Page 10 Addendum #1 Discussion regarding the relative merits of web based diagnostic DICOM readers v/s Blackbird s implementation of OsiriX. Much of the information below was obtained from an excellent article Radiology Workload Sharing http://www.healthinc.com.au/products.htm Many practices are distributed geographically with reporting radiologists (RR) scattered over different sites. If one RR is quiet it is very useful to move the images to that site this is what workload balancing means. The challenge is to ensure that remote images get to the reporting site as rapidly as possible. Two factors affect transmission speed: 1) Size of images. 2) Size of the pipe (network bandwidth). Data may be made smaller with compression. One type of compression is streaming, which is common in web based PACS systems (see below). Although this gives the impression of being faster this is not in fact true the initial (non diagnostic) image is painted on the screen and then the rest arrives, filling in the pixels. Things such as scrolling through the stack or reformatting cannot be done accurately until the whole image has arrived. Essentially there are 2 load-balancing models: 1) Web based With a Web Based PACS system, a PACS server is installed in a central site and images are routed directly to the main server over the network. If the web PACS goes down, the reporting stops! This extremely important to know - a poorly deployed Web PACS, without redundancy (read additional expense), can bring down an entire practice.
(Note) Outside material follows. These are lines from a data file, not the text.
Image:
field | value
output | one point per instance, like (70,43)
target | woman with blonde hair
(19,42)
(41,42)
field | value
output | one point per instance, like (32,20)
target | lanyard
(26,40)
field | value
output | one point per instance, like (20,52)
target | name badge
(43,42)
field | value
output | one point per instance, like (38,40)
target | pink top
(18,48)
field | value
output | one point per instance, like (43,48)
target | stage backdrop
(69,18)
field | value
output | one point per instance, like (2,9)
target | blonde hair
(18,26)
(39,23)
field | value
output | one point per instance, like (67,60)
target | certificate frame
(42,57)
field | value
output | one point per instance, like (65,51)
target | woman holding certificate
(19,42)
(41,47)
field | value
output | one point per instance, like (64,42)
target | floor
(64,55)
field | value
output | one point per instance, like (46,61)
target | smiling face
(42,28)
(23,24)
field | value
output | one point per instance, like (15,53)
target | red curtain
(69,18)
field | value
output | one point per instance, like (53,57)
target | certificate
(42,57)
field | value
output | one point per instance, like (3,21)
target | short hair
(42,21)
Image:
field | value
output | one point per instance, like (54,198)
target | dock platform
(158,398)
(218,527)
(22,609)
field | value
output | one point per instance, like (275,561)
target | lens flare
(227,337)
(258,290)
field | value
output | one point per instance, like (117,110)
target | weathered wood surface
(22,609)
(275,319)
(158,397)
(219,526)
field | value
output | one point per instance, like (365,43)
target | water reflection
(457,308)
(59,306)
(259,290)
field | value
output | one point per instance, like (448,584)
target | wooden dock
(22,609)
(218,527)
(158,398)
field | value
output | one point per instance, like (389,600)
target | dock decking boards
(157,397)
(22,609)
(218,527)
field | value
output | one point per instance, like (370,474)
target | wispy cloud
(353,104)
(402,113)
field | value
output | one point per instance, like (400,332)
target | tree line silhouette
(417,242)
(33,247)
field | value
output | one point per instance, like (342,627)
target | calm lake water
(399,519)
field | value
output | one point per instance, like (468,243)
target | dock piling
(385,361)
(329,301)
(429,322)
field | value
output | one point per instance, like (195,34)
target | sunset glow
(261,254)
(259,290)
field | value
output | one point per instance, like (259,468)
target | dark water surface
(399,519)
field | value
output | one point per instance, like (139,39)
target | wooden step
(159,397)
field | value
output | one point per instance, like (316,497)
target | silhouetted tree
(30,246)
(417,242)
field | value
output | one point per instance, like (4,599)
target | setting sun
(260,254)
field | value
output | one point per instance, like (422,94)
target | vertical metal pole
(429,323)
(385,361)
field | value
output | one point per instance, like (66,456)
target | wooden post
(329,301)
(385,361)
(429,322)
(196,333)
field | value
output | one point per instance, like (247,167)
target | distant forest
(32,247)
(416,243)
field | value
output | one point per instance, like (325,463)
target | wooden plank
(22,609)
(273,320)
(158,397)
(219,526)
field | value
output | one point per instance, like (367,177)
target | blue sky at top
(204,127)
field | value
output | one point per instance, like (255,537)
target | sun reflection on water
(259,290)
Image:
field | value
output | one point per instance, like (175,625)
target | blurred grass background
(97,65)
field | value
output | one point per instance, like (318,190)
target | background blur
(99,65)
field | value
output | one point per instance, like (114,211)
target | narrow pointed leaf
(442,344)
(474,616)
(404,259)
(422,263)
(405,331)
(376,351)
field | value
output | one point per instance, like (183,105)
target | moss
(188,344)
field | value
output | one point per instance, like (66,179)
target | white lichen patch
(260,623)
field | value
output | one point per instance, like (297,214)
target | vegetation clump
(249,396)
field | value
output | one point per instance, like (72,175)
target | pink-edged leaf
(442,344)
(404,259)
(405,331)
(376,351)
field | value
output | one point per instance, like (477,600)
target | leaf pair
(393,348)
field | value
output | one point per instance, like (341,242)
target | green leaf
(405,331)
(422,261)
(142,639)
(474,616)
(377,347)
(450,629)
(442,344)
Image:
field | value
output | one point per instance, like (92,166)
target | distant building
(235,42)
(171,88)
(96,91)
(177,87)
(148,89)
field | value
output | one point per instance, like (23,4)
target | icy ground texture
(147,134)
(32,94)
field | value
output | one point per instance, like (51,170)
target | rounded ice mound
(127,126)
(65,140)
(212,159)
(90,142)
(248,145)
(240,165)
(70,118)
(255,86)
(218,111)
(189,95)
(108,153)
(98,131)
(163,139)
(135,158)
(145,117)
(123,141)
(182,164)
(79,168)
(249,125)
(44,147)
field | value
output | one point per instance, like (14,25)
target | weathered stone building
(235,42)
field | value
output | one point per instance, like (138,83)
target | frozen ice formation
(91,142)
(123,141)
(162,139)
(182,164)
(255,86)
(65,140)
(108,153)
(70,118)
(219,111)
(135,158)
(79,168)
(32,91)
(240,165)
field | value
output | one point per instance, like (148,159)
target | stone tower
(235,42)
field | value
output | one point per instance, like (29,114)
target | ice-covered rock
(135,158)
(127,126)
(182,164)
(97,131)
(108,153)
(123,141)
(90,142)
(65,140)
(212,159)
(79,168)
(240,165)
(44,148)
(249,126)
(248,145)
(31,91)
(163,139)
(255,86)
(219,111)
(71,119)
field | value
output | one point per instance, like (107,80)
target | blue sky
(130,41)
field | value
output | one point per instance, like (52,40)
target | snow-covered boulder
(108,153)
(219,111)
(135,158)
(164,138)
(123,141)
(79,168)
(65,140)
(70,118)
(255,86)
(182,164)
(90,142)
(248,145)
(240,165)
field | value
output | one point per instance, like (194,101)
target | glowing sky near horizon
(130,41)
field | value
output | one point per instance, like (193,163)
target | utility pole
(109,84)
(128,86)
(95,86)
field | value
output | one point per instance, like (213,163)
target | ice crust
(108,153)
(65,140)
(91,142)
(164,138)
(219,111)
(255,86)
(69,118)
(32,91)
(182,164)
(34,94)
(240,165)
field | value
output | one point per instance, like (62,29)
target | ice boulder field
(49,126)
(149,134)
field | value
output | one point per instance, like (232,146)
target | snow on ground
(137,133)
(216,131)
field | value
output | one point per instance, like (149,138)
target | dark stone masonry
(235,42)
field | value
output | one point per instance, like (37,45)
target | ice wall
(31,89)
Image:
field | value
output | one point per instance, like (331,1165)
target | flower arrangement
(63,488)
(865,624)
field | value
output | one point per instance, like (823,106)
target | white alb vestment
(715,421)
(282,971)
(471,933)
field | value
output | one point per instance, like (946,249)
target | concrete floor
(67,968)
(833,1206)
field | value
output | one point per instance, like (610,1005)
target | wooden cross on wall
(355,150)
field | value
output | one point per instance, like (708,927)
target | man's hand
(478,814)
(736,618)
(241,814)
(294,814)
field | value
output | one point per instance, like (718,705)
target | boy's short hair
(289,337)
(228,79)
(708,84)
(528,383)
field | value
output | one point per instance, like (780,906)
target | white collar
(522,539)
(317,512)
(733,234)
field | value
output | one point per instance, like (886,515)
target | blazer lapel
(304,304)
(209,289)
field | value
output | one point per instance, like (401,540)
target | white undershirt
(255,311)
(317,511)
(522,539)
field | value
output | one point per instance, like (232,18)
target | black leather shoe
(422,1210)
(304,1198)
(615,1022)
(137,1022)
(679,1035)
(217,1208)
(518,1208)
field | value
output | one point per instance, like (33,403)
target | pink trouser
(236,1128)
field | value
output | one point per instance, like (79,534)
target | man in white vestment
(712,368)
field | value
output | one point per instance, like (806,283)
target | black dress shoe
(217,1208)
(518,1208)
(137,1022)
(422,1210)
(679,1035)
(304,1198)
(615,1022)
Page 11 Modalities are very simple in their image transmission rules. For example most cannot compress images. Thus, if required to send directly to a remote server, transmission will be slow. Once images are on the Web Server the radiologist pulls images to their local workstation. This may mean that the radiologist might be pulling images from a remote server in a distant location, for a CT study that was done in the next room! This is, of course, very inefficient and bandwidth extravagant. To address this, a Web PACS over a WAN should have image caching servers at each site with a master database at the main site. This allows images at each site to be locally cached, therefore making better use of bandwidth and significantly increasing speed. The image cache however, is another server, and adds cost, and one still needs a workstation. While load balancing is important, it is equally important to realize that most images are actually reported from the site at which they were generated. Therefore, sending uncompressed images from the remote site to the central server and then pulling most images back from the Web PACS is very inefficient. 2) Thick client typified by OsiriX. Blackbird s solution detailed in the body of this whitepaper is inherently faster and more bandwidth friendly than a web based solution.